Decentralised power

Monday, 17 October 2016 00:01 -     - {{hitsCtrl.values.hits}}

Following yet another breakdown of Norochcholai, the Power Ministry has warned that Sri Lankans would have to brace themselves for power cuts unless electricity is used sparingly.

The lack of coal power could result in one-sixth of a shortfall and industry owners have been urged to use generators this week. As Sri Lanka mulls its way forward on power, increasingly errant weather patterns and contentious policymaking create a case for massively encouraging solar power for domestic use. The Public Utilities Commission of Sri Lanka (PUCSL) last month approved the long-term generation plan of the CEB, which covers the years up to 2034. In it the CEB had previously stated the Sampur coal power plant would only come into play from 2021 and therefore the State monopoly has till April of 2017 to propose an alternative. Therefore it is clear the absence of a second coal power plant would not be the cause behind a possible power shortage in 2018.

However, the PUCSL does agree that a power crisis is in the pipeline, mostly brought on by increasing consumption and the CEB depending excessively on a combination of coal and hydropower for the better part of the last decade. This has left thermal and renewable energy at low levels, the latter in particular still makes up less than 10% of the country’s total generation. Everyone agrees that more investment is needed in the sector but no one can agree on what type of generation to spend money on. The PUCSL in approving the CEB’s generation plan has insisted on rapid implementation of several new power plants to avert a possible energy shortage and demanded a detailed timeline be submitted before the end of this month. The plants include two thermal power plants with a capacity of 170 MW in the Southern region, 105 MW gas turbines, a 300 MW natural gas power plant and several renewable energy power plants with the capacity of 655 MW that include three major hydropower plants. Accordingly about 1,230 MW would be added to the national grid during the next four years.  Right now there is little indication of how these projects will be funded.
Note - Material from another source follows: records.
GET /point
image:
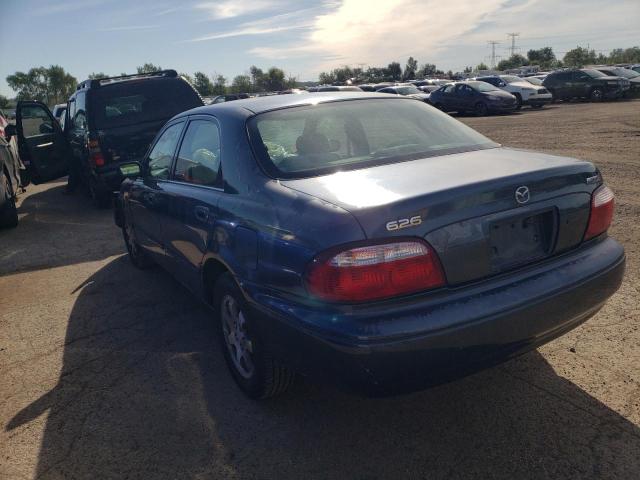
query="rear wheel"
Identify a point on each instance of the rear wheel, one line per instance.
(597, 94)
(8, 210)
(481, 109)
(138, 256)
(255, 371)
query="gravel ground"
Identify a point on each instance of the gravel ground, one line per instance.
(109, 372)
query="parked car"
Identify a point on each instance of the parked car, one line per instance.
(633, 77)
(480, 98)
(406, 90)
(58, 111)
(108, 122)
(9, 185)
(368, 239)
(521, 89)
(584, 83)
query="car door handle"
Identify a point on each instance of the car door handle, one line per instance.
(201, 213)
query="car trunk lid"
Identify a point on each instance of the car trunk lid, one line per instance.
(465, 205)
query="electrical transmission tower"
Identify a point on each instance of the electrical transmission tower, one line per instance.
(493, 44)
(513, 42)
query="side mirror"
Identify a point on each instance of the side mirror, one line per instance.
(10, 131)
(130, 170)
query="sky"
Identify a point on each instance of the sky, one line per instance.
(303, 37)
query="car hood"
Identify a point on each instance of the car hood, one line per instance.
(445, 186)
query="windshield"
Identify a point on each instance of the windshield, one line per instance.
(593, 73)
(321, 139)
(409, 90)
(135, 102)
(483, 86)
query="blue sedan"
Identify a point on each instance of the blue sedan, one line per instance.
(368, 239)
(480, 98)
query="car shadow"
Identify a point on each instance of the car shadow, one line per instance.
(144, 393)
(49, 227)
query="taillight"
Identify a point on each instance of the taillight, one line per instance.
(602, 204)
(95, 153)
(374, 272)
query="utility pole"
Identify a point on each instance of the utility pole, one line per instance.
(513, 42)
(493, 44)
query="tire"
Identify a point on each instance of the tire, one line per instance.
(137, 255)
(8, 211)
(596, 95)
(255, 371)
(481, 109)
(518, 100)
LNG will likely be from India but as a new technology could face the same challenges as Norochcholai, though for the sake of the country one is inclined to pray otherwise. In such an environment one of the easiest ways to reduce dependency on the national grid is to allow solar panels to be imported with less taxes and domestic consumption to go off-grid. This would also massively improve the percentage of renewables. The world is spending heavily on renewable energy and finding its higher returns are reshaping the direction of the energy industry for decades to come. Renewables provided more bang for the buck last year because the cost of installations and financing declined, says the latest report released by the International Energy Agency.

A Bloomberg analysis on the report found the capacity of new renewable energy installations coming online surged 40% in five years even though investment in those technologies slid 2% to $ 288 billion. The findings indicate the world is shifting slowly toward less polluting forms of energy, helping policymakers develop in the poorest areas while limiting greenhouse gas emissions blamed for global warming. Finance is driving the shift with more diverse sources of funding. Project finance loans surpassed company balance sheets as the biggest source of capital for renewables last year, the IEA data shows. 

Energy should be a platform for sustainable growth and not limited to just narrow decisions based on short-term costs. It could also help the Government’s endangered popularity.